The most comprehensive and systematic analysis of causes of death ever undertaken allows us to answer questions like how many lives could we save if people cut back on soda? The answer? 299,000. Soda isn’t just bad because it’s empty calories, so it’s not a health-promoting food. It appears to be an actively death-promoting food. Of course not as deadly as bacon, bologna, ham, or hot dogs. 800,000 deaths every year, killing twice as many women than domestic violence; five times more people than all illegal drugs combined.
But eating more whole grains could save 1.7 million lives, more vegetables, 1.8 million lives. If only we ate more nuts and seeds, 2 and a half million lives saved, but the fruit is apparently what the world needs most (they didn’t look at beans). 4.9 million lives hang in the balance every year, and the cure is not drugs or vaccines; the cure is fruit.
One reason why plant-based diets can save so many millions is that the #1 killer risk factor in the world is high blood pressure, laying to waste 9 million people year after year.
In the United States, high blood pressure affects nearly 78 million—that’s one in three of us, and as we age our pressures get higher and higher, such that by age 60, it strikes more than half. If it affects most of us when we get older, maybe it’s less a disease and more just a natural, inevitable consequence of getting older? No. We’ve known for nearly a century that high blood pressure need never occur. Researchers measured the blood pressure of a thousand people in rural Kenya who ate a diet centered around whole plant foods. Whole grains, beans, vegetables, fruit, and dark green leafy. Up until age 40, the blood pressures of rural Africans were about the same as Europeans and Americans, down around 120s over the 80s, but as Westerners age, their pressures creep up such that by age 60 the average person is hypertensive, exceeding 140 over 90. But what about those not following the Western diet? Their pressures improved with age, not only did they not develop hypertension, their blood pressures actually got better.
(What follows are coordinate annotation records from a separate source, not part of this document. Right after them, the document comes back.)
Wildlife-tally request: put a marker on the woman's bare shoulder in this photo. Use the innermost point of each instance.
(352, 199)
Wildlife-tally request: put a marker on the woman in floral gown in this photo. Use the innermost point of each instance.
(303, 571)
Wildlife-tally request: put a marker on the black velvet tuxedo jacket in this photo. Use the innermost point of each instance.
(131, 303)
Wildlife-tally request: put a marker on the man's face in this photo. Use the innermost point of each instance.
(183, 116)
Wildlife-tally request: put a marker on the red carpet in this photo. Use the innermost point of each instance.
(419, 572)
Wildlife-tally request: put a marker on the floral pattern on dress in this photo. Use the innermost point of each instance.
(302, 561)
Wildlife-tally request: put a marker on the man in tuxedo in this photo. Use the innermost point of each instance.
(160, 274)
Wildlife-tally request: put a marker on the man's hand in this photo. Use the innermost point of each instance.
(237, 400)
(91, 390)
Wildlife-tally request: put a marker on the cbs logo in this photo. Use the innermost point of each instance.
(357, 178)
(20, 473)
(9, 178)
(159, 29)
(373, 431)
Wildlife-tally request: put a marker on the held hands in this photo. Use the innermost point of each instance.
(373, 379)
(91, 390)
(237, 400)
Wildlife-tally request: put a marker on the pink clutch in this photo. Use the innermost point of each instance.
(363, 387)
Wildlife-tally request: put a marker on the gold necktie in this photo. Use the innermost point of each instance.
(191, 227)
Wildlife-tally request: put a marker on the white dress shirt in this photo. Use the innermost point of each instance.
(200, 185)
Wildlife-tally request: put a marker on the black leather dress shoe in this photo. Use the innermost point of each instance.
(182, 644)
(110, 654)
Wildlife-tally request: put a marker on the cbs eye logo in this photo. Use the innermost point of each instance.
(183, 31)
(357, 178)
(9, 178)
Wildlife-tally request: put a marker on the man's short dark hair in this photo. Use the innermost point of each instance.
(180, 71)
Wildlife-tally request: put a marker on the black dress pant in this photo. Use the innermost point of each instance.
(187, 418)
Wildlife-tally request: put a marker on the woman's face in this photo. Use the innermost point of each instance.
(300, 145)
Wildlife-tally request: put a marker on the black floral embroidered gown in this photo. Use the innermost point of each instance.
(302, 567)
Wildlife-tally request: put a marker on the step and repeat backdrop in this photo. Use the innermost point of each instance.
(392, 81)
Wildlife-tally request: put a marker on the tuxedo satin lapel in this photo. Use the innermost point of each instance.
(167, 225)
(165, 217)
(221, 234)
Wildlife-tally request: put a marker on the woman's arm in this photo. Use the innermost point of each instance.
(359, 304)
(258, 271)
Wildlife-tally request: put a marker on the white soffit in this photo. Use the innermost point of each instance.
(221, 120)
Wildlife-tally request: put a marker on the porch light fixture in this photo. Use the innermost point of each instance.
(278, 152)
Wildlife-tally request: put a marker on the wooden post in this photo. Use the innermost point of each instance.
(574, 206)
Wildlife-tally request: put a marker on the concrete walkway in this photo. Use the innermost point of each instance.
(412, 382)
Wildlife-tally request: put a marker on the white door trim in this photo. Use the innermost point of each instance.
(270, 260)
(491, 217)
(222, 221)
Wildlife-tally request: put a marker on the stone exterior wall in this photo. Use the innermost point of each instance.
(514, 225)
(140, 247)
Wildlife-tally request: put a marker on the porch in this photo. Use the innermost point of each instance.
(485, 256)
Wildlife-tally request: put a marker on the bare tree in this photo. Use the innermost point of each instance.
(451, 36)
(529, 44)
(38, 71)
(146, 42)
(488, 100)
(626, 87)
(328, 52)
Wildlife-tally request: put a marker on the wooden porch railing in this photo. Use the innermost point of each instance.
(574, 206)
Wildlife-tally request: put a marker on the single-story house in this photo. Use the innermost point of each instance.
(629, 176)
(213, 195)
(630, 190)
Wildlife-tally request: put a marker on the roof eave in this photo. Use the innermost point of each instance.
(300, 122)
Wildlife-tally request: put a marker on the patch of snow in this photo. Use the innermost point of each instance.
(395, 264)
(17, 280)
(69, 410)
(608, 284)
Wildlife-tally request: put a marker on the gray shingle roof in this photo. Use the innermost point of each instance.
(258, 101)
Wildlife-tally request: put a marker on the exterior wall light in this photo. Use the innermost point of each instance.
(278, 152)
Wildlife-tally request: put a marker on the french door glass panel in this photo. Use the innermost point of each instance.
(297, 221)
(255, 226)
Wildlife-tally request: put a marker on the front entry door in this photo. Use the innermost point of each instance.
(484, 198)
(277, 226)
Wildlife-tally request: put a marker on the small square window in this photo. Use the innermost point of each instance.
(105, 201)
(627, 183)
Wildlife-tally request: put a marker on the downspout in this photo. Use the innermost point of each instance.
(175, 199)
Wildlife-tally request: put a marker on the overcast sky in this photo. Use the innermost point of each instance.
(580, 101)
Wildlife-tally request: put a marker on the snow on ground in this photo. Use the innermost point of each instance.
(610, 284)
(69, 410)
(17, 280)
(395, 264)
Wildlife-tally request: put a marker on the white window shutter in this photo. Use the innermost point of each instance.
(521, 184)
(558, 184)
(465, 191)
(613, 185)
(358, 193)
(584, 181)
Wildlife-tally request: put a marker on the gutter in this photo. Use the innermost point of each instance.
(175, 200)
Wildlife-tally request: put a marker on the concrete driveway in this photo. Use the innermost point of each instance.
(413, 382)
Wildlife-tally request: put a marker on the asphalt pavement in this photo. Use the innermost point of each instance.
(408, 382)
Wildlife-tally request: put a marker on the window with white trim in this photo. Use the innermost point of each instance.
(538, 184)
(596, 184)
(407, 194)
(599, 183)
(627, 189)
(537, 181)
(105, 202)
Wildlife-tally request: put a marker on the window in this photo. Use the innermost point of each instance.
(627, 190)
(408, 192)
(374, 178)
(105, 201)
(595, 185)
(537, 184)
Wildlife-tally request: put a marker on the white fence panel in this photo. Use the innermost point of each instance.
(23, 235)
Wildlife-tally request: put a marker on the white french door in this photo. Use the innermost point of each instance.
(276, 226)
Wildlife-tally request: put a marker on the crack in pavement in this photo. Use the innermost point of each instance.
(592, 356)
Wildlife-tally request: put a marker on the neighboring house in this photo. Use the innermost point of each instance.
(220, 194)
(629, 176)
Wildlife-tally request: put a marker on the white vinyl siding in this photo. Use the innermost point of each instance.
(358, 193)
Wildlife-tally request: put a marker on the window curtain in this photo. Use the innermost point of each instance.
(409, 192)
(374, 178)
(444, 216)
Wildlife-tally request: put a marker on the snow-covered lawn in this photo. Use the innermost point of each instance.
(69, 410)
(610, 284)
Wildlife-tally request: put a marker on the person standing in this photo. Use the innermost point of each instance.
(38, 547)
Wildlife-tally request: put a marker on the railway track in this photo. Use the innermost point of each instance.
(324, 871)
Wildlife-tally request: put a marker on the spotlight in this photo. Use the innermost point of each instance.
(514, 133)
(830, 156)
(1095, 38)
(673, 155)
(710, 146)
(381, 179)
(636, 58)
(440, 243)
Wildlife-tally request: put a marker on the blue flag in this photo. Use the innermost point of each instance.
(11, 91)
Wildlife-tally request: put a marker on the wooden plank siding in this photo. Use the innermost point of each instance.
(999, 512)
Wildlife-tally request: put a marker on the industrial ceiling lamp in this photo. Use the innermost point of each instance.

This whole 140 over 90 cut-off is arbitrary. Just like studies show that the lower the cholesterol the better, there’s really no safe level above about 150. Blood pressure studies also support a “lower the better” approach to blood pressure reduction. Even people who start out with blood pressure under 120 over 80 appear to benefit from blood pressure reduction, but is it possible to get blood pressures under 110 over 70? It’s not just possible, it’s normal, for those eating healthy enough diets.
Over two years at a rural Kenyan hospital, 1800 patients were admitted. How many cases of high blood pressure did they find? Zero. Wow, so they must have had low rates of heart disease. No, they had no rates of heart disease. Not low risk, no risk. Not a single case of arteriosclerosis—our #1 killer—was found.